Geleceğin savaşlarının petrol ya da gazdan değil, su ve gıdadan çıkacağı sıkça dile getiriliyor. Bu nedenle tarım diplomasisi, bir yönüyle “geleceğin barış diplomasisi”dir. Gıda, su, toprak ve iklim arasındaki ilişki, uluslararası düzenin yeniden şekillenmesinde belirleyici olacaktır. Tarım diplomasisi bir anlamda ülkelerin ellerini güçlendiren bir koz olarak kabul edilebilir. Ama bu toprakların üzerinde yaşayan insanların gıdaya ahlaki anlamlar yüklediği de bir gerçektir. "Komşusu açken tok yatan bizden değildir" mottosunu hayat görüşü olarak kabul eden bir medeniyetin çocukları gıdayı bir silah olarak görmez. Bu anlamda; adalet, paylaşım, bereket ve merhamet gibi kavramlar, sadece kültürel değerler değil, yeni bir diplomatik dilin temelini oluşturabilir.
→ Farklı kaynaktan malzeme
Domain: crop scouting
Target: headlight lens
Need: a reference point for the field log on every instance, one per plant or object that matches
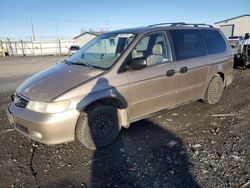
(53, 107)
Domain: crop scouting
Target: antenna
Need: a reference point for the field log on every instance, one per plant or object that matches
(32, 28)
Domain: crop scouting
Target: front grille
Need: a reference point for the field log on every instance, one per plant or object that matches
(20, 101)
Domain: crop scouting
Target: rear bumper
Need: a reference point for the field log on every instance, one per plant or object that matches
(45, 128)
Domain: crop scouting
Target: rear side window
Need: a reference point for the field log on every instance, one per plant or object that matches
(188, 43)
(214, 41)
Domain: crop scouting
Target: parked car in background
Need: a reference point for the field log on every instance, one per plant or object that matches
(121, 77)
(73, 49)
(241, 49)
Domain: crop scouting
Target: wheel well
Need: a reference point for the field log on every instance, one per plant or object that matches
(221, 75)
(108, 101)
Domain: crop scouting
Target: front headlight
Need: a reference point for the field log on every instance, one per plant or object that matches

Tarım diplomasisi, “insanı merkeze alan üretim, adaleti esas alan paylaşım ve bereketi hedefleyen bir kalkınma modeli” olarak görülmelidir.
AGRICITIES, hem içerik hem de organizasyon açısından bir diplomasi modelidir.
Bu model, klasik diplomatik araçlardan farklı olarak;
Çok merkezli, Katılımcı ve yatay ilişkiler kuran, Teknik bilgiye dayalı, İnsani ve kültürel değerlerle harmanlanmış bir diplomatik zemindir.
Gıdanın siyasallaştığı, açlığın bir silah olarak kullanıldığı çağımızda AGRICITIES, “gıdayı silah değil, barış aracı kılmak” isteyen ülkeler için örnek bir modeldir.
Dolayısıyla Tarım Şehirleri Birliği, sadece belediyelerin ortak platformu değil; insanlığın ortak vicdanına seslenen bir diplomatik misyondur.
Toprağı emanet, üretimi ibadet, paylaşımı ise kardeşlik gören bir anlayışla; Türkiye, tarım diplomasisini medeniyet diplomasisine dönüştürme yolunda emin adımlarla ilerlemektedir.
Bugün dünya, gıdayı silaha, tohumu siyasete dönüştürürken, Türkiye bugün sahip olduğu mirasla “gıdanın adaletini” konuşabilir. Bu, sadece strateji değil, medeniyetin ahlâkî hafızasının diplomasiye tercümesidir
AgriCities, işte tam bu nedenle vardır; ve bu nedenle her geçen gün daha fazla şehir bu birlik etrafında buluşmaktadır”
GrowTech Antalya’daki panel, tarım diplomasisinin geleceğe dönük yönünü net bir biçimde ortaya koydu:
Uluslararası işbirliği yerelden başlar, sahadaki bilgiyle şekillenir ve küresel ölçekte güven inşa eder.
Emek veren ve katkı sağlayan herkese, teşekkür ediyorum.